Alejandro García Montón (Granada University)
Ana Sofia Ribeiro (Universidade de Évora)
Andrea Caracausi (Università degli Studi di Padova)
Arnaud Bartolomei (Université Côte d’Azur)
Catia Brilli (Università degli Studi dell’Insubria)
Cecilia Tarruell (University of Oxford)
Claudio Marsilio (Università degli Studi di Verona)
Fausto Fioriti (Università degli Studi di Genova)
Isabella Cecchini (Consiglio Nazionale delle Ricerche – Istituto di Storia dell’Europa Mediterranea di Roma)
Klemens Kaps (Johannes Kepler University Linz)
Luca Lo Basso (Università degli Studi di Genova)
Mathieu Grenet (Université d’Albi)
Rocío Calvo Domínguez (Université Côte d’Azur)
Yasmina Rocío Ben Yessef Garfia (Università degli Studi di Napoli Federico II) 

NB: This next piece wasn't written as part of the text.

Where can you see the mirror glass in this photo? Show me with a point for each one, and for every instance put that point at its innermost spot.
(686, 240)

In a recent context characterised by the reconfiguration of global supply chains, the HISFIMED project proposes a collective research programme on the history of the Spanish-American silver chain. Its aim is to analyse the globalisation of precious metals – and its link with capital flows – from the perspective of the Mediterranean world. In particular, it analyses how and for what purposes the Spanish crown and its bankers, along with a range of individuals and organisations, moved silver and gold between different places in a maritime space that has generally been left out of the grand narratives of early globalisation, both in its Spanish and monetary aspects. In addition to discussing the changing role that the Spanish monarchy and many of its collaborators played in this historical process over more than two centuries, the investigation of this twofold question will raise the problem of the dialectical relationship between the control and circulation of a strategic asset in a period marked by both the mercantilist ambitions of the Spanish rulers and the emergence of an early globalisation. To this end, it will also be essential to analyse the ways in which Mediterranean cities and companies, especially Italian ones, intervened to attract or regulate the metal and to profit from its supply.

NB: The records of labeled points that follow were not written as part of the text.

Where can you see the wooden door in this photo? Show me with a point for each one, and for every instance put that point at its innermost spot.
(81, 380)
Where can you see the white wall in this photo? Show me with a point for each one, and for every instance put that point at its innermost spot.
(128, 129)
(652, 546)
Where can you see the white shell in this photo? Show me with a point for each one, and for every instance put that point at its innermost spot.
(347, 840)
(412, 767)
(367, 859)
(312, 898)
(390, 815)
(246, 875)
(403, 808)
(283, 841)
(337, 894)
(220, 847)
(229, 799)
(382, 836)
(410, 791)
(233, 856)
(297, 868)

The study of these issues from the perspective of the actors will lead to the prioritisation of the examination of sources that allow the analysis of the decisions and actions of those who shaped the supply chain. Thus, the 17 members of the project will mainly – but not exclusively – analyse private and notarial archives, as well as the collections of key institutions and actors in the mobilisation of money (public banks, consuls, mints, central governments, etc.).

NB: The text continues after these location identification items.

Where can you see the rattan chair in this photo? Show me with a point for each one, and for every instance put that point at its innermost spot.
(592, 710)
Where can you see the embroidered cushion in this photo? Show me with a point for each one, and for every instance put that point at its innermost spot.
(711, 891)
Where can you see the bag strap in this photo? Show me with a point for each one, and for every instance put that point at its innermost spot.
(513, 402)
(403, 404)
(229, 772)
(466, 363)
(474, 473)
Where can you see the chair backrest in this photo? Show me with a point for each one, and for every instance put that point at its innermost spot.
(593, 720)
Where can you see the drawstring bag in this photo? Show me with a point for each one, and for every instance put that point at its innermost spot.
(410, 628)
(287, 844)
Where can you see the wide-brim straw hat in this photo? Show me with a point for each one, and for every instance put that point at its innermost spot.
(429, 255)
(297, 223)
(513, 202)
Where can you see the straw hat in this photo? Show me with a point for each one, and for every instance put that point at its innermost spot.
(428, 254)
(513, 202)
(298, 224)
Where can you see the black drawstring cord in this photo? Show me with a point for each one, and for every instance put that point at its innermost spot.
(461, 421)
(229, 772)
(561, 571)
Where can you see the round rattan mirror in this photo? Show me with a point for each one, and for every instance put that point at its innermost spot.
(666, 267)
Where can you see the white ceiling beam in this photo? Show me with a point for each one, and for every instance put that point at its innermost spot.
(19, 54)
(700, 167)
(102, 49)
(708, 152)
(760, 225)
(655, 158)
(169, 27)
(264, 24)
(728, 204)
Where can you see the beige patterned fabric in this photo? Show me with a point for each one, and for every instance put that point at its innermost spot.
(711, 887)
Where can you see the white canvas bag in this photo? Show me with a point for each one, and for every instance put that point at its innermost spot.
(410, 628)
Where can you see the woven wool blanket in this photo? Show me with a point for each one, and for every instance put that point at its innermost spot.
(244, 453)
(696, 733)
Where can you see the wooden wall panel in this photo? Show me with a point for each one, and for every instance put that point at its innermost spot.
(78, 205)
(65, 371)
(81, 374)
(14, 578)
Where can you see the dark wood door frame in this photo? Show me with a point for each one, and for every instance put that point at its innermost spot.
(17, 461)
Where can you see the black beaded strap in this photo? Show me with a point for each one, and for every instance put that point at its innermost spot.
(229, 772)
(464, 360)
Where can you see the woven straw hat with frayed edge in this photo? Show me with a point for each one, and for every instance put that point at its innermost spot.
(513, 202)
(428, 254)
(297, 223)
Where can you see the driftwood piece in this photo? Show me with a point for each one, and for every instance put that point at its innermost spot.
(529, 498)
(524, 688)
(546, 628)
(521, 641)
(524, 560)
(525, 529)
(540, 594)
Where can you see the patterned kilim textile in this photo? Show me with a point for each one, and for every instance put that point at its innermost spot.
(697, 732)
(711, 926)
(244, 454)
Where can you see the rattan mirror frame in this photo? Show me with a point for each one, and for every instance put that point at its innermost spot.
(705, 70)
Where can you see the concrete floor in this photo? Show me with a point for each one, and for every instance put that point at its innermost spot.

Based on the analysis of this type of source, the research will focus on four cross-cutting questions. Firstly, it examines which actors were most important in Mediterranean precious metal trade, and how regulation and trade, as well as cooperation and emulation, interacted. The second objective is to examine the continuity – and the reasons for it – of the Mediterranean as an important centre in the process of financial and monetary globalisation throughout the early modern period. A third line of research – focusing on logistical and seaport aspects – raises the strategies and organisational solutions that both trading companies and institutions put in place to control, exchange and transfer money – making the most of it – and to mitigate the adverse effects that might arise. The final objective is to identify the implications of the reversibility of money and the link between the financial circuits of the bill of exchange, the mobility of precious metals and the international trade in goods.